De fait, la lumière, la disposition des éléments de décor, la courbure de l’espace font que l’œil s'égare souvent, incapable de comprendre tout de suite le volume qui se déploie devant lui.



Le mobilier est très simple. Aucun apparat, même quand on se prend pour l'orateur.


Je suppose que pendant les réunions du Comité central, les portes étaient fermées, mais en jouant les touristes solitaires, je m'amuse des rencontres qu'elles ménagent.


J'ai conservé cette photo même si ce rapprochement du blanc, du rouge et du noir 
rappelle d'autres sigles effrayants.



Allons-y effectivement.


Pour sortir , il faut emprunter l'escalier raide qu'on a descendu pour entrer. Quelles idées cette remontée vers la lumière du jour peut-elle susciter ? Retour au quotidien ? A l'agitation d'un monde qui change et devient incompréhensible ? A une réalité bien décevante pour qui a cru aux lendemains qui chantent et les voient portés de plus en plus haut et de plus en plus fort par ces ennemis extrémistes combattus depuis si longtemps.
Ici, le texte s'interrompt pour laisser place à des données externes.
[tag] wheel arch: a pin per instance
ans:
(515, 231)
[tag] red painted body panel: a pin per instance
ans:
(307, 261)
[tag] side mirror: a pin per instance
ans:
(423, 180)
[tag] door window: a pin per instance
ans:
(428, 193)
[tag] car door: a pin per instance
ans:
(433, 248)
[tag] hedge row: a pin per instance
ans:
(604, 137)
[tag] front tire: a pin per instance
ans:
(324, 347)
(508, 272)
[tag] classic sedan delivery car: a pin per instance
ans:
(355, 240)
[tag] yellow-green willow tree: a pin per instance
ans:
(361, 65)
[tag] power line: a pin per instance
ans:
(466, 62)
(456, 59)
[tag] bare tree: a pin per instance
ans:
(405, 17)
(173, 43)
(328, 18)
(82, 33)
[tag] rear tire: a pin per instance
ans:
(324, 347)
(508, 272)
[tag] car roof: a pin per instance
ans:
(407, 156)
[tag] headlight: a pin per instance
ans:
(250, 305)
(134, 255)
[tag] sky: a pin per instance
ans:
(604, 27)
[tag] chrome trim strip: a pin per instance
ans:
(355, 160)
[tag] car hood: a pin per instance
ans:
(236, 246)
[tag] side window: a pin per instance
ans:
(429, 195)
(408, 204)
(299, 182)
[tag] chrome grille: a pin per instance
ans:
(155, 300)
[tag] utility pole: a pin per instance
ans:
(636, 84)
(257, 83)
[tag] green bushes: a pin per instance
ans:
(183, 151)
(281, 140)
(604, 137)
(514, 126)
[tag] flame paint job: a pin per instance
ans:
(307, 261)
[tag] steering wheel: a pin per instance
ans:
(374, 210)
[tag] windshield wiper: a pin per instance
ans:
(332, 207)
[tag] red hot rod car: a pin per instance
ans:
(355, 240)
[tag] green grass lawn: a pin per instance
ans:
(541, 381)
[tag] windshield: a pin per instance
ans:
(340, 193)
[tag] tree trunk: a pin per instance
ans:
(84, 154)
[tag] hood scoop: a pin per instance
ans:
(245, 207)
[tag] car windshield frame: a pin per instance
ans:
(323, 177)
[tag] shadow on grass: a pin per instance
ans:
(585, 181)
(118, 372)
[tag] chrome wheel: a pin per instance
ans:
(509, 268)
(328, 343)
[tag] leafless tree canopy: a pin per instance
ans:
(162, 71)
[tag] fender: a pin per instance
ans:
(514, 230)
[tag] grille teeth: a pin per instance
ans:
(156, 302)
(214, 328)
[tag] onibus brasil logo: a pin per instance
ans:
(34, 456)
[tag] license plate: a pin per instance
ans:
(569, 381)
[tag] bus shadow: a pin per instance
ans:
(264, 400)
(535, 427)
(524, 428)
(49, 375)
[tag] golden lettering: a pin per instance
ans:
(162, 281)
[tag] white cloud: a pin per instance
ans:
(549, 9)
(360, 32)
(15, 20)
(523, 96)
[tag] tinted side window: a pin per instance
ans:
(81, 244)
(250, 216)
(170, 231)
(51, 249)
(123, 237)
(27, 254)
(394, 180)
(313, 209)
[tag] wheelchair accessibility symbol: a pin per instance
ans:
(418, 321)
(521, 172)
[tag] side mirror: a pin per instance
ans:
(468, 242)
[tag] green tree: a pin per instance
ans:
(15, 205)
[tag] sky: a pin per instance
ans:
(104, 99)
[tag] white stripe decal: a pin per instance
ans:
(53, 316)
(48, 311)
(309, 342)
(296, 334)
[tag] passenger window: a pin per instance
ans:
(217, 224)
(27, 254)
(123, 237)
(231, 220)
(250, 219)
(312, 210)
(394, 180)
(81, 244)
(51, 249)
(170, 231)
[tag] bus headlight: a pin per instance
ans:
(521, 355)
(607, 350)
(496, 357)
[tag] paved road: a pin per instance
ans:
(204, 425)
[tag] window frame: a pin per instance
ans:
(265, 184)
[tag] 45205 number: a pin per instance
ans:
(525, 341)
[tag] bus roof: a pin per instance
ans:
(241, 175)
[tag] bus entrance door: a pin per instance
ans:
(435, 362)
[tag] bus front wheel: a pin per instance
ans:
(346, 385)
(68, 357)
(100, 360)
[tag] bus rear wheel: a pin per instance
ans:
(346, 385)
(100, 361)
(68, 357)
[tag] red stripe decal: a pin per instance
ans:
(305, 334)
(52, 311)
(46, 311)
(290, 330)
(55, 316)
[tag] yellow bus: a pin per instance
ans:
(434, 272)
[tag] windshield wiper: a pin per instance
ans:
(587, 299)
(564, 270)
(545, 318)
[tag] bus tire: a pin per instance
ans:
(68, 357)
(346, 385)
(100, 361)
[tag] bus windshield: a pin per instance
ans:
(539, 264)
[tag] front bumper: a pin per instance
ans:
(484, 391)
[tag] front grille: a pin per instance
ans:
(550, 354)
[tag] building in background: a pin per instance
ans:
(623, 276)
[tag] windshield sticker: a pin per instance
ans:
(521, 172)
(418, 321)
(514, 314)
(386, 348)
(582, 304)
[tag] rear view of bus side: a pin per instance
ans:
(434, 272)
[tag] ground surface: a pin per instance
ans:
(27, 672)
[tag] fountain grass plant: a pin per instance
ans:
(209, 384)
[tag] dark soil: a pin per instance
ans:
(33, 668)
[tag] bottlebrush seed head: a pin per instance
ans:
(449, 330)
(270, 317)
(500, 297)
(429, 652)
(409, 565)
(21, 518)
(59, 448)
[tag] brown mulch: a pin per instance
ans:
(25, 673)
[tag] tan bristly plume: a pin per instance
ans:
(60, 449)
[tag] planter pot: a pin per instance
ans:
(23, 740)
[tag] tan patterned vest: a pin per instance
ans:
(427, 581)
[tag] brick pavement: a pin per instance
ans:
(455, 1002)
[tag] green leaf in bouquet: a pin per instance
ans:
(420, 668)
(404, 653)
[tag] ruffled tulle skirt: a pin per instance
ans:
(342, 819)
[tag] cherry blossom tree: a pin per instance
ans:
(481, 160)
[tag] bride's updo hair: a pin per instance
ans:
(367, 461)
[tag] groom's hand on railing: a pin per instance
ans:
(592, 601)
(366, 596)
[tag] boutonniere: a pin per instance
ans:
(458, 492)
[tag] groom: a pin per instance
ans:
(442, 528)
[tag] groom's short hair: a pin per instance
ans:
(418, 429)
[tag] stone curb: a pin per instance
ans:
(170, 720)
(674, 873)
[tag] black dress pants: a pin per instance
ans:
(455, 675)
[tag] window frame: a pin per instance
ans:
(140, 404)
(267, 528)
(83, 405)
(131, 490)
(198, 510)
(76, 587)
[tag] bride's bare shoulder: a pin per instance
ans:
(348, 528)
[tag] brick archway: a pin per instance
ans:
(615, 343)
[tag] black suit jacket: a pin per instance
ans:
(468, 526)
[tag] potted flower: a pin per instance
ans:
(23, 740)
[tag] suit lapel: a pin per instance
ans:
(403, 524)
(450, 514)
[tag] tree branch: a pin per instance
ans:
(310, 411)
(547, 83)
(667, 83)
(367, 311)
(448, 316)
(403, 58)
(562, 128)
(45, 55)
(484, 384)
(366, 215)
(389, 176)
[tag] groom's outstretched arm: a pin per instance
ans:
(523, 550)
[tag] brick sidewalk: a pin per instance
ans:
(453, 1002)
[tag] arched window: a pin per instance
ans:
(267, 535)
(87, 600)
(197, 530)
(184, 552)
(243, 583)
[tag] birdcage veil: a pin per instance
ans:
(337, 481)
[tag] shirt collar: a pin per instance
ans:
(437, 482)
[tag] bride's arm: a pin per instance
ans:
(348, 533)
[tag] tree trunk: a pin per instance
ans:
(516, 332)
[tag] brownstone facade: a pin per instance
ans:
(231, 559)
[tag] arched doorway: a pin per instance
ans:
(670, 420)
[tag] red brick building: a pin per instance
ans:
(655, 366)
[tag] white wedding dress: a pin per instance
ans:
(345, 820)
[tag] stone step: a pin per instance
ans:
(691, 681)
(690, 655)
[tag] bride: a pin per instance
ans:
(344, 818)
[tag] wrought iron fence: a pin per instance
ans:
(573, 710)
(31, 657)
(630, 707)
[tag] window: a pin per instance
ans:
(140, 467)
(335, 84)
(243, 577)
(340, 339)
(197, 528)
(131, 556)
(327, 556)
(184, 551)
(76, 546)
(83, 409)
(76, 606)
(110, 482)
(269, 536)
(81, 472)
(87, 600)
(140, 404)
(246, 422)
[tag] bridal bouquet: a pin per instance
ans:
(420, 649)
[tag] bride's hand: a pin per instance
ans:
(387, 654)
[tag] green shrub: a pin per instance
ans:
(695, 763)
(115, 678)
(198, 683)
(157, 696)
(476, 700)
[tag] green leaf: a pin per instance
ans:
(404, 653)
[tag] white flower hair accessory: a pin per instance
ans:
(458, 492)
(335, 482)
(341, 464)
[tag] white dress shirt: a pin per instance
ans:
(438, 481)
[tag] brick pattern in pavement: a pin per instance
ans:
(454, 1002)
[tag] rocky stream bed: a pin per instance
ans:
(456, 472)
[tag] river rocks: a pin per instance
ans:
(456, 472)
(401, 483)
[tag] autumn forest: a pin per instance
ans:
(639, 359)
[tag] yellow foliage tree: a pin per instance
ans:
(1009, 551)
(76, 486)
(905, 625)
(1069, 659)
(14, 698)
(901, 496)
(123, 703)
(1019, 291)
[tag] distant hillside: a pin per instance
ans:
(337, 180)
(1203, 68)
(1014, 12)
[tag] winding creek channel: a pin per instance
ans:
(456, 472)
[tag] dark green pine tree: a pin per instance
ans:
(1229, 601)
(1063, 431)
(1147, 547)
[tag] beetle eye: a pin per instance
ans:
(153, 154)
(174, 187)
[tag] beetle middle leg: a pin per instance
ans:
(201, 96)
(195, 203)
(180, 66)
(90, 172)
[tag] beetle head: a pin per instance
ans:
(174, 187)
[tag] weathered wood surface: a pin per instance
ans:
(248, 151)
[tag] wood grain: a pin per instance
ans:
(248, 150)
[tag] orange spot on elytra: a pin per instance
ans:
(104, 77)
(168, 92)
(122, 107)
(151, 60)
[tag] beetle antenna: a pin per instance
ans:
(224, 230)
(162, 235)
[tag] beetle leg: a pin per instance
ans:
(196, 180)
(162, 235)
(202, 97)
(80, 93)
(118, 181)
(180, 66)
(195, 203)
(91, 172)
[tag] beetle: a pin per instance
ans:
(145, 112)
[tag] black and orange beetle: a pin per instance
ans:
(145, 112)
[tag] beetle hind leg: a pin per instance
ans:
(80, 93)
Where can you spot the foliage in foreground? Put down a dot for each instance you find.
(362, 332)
Quoi qu'il arrive et quels que soient les horreurs commises par certains au nom de cet idéal, je n'oublierai jamais ces militants communistes croisés dans ma jeunesse.


Post scriptum (on ne saurait dans cette chronique utiliser l'abréviation PS) : Vu les délais trop courts, je n'ai pu ajuster plus finement la balance des blancs de mes photos d'intérieur. Je vous prie de m'en excuser. Venez voir la réalité.
En revanche, j'ai pris le temps de faire un saut jusqu'à l'expo avant de poster ma chronique, pour élucider cette curieuse image de 1994. L'explication, c'est qu'il n'y a pas d'explication : Claude Baillargeon a réalisé cette affiche pour dater une série qui était effectivement de l'année 1994.